I'm not talking about Frank Capra's WW2 propaganda films here, but about Justin Raimondo's brilliant editorial on Antiwar.com today, worth quoting at length:
American imperialism is bad for America. It undermines our republican (small-'r') institutions, it renders the effort to roll back Big Government futile, and it corrupts our character as a people. It also kills those it is supposed to be "liberating" – a moral conundrum that none of the advocates of America's "benevolent hegemony" acknowledge, let alone have an answer to.
War has a degenerative effect on republican institutions, and fatally undermines the rule of law and constitutional government, for the simple reason that war is lawlessness. While we all pretend that there are "rules of war," and every nation swears to abide by the Geneva Conventions, everybody knows that this is balderdash pure and simple. If you want to see the "rules of war" in operation, take a look at that video of a U.S. Marine blasting the head off a wounded insurgent in a Fallujah mosque. That is the true face of war, which is why no American television station has dared show the full unedited footage.
War centralizes political authority and economic power, investing all power in the state – and assigning obedience, rather than freedom, to the top rank in the social hierarchy of values. This, for libertarians, is the crux of the matter.
All States are necessarily aggressive, first and foremost against their own citizen-subjects. They exist by plundering producers and redistributing the loot to their precinct captains and supporters. The State is perpetually at war with those it robs and regulates. An apparatus especially designed to maintain a monopoly of violence in a given geographical area, it is the perfect war-fighting machine.
Aside from the question of whether such an institution is a necessary evil, or should be altogether abolished, all libertarians must agree that the power of the State should be severely limited – and not only within its own borders but also beyond.
[...]
The quest for empire is, in itself, a form of corruption: it is the rot that eats away at the tree of liberty, invisibly hollowing it out and depriving it of its essence.

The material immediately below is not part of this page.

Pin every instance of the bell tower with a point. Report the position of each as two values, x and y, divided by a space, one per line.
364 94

Let us tend our own garden, and leave others in peace to tend theirs.

1 comment:

earth that was said...

The Raimondo "Why We Fight" editorial was a beauty.

I think libertarians and genuine conservatives also need to think about breaking down the artificial firewall between their domestic policy analysis and foreign policy views.

Here's what I mean.

David Friedman (like Milton Friedman before him) argues that in "the political marketplace" small, well organised interest groups outgun the broader less well organised public interest. It's the concentrated versus the dispersed and the 'seen' versus 'the unseen'.

I have some references to some discussion by David Friedman here for anyone wanting to dig deeper.

Market oriented thinkers are willing to apply this analysis to (say) tariff protection, but are apparently unwilling to jump the imaginary fence to discuss this effect at work in foreign policy.